The tenant urges that his nonstructural modification of the premises need not be removed so as to leave holes in walls and ceiling because it enhances the appearance of the rooms and is a tasteful architectural improvement. It is the exercise of this very attitude of personal preference and vagarious choice in arbitrary interior reconstruction and redecoration, to the prejudice of the landlord’s choice of decor and mural contours, which the written agreement of the parties explicitly negates.

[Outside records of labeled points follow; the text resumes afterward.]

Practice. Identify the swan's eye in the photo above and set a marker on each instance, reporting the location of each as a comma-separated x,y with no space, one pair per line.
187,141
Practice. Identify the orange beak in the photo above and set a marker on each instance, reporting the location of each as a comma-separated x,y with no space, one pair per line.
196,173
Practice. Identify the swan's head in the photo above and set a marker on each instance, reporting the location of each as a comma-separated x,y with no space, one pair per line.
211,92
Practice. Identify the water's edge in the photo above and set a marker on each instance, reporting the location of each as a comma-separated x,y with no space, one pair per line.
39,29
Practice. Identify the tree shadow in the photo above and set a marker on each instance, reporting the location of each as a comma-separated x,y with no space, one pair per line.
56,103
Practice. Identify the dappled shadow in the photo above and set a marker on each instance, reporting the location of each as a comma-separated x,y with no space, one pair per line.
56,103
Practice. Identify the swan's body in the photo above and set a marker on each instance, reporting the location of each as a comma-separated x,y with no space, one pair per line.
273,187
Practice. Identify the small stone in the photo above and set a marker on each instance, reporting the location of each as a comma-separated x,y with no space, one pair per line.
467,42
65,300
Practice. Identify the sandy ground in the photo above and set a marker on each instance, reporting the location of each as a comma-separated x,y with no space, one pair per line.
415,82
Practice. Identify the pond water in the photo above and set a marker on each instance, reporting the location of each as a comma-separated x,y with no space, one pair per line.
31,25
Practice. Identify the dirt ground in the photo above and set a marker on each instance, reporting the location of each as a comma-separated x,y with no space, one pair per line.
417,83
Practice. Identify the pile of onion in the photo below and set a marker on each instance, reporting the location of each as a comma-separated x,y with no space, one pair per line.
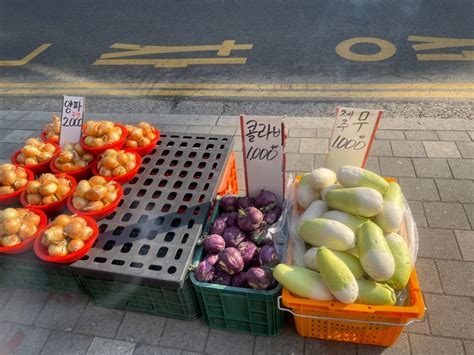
140,135
35,152
47,189
94,194
12,178
17,225
67,234
116,163
72,157
100,133
52,129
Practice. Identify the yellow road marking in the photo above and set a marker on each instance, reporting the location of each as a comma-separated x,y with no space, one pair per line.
26,59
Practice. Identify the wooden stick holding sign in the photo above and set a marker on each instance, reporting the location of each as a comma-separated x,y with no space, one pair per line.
263,141
352,137
72,119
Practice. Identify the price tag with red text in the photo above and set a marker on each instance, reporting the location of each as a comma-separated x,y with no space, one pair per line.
352,137
263,141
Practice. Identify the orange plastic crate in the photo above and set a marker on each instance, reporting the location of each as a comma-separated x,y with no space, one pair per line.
229,184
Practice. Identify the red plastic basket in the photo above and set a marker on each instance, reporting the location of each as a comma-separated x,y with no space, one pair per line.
38,168
79,174
101,213
55,206
229,184
27,243
15,196
99,150
42,252
123,179
146,149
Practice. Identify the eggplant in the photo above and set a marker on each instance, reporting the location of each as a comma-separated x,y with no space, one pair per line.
272,216
268,256
250,219
233,236
230,261
266,201
259,278
229,204
248,250
204,272
214,243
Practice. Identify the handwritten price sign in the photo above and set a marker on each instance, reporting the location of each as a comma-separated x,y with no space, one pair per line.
352,137
72,119
263,141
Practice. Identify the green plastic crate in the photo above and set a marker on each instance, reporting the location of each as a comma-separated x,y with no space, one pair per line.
25,272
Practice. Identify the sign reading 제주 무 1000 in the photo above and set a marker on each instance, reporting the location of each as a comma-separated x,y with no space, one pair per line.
263,141
352,136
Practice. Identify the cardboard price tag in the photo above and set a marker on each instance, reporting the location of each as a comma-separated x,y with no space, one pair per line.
263,141
352,137
72,119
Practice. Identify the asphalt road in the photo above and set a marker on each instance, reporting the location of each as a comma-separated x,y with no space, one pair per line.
318,52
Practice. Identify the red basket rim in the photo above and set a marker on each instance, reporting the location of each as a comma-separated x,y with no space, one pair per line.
41,251
53,205
104,211
126,177
27,243
30,176
98,150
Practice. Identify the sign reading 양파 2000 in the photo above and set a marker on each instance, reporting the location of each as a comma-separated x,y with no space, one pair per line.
263,141
352,136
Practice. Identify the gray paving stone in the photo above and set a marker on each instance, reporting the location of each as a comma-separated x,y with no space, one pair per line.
450,315
453,136
99,321
466,149
136,328
380,149
23,306
61,311
462,168
102,346
314,145
432,168
186,335
302,133
437,243
445,215
418,212
423,344
441,149
65,343
428,275
389,135
326,347
22,339
402,346
142,349
408,149
456,190
299,162
396,167
457,277
419,189
421,135
231,343
466,244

Since an owner of property is entitled to have it remain as it is, without material change in its structure, form, and character, an alteration which materially injures the reversion, or materially changes the nature and character of the demissed premises, is waste even though the consequences may not be prejudicial to the landlord, and indeed, even though the value óf the property may be enhanced by the alteration ” (33 N. Y. Jur., Landlord and Tenant, § 142; emphasis supplied)..

The cases of permissible changes by tenants, relied upon in the dissenting opinion, relate to nondamaging changes of far lesser *626degree and extent than those wrought by the tenant here; admittedly at a cost of no less than $5,500 with a minimum removal (not restoration) cost, estimated by tenant’s expert at no less than $250 and two days ’ labor.

The compelling weight of the evidence makes inescapable the conclusion that we have here a misuse of rented premises, by material alteration in removing and adding fixtures, resulting in prejudice to the present and prospective interest of the owner and substantial injury to the freehold. (See Agate v. Lowenbein, 57 N. Y. 604; McDonald v. O’Hara, 117 Misc. 517; Petrelli v. Kagel, 37 Misc 2d 246; Rasch, Landlord and Tenant [2d ed.], §§ 450-454.)

The landlord having concededly complied with all the formalities of notice incident to terminating the lease for breach of a substantial obligation of the tenancy, the final judgment is reversed and final judgment of possession granted petitioner, without costs.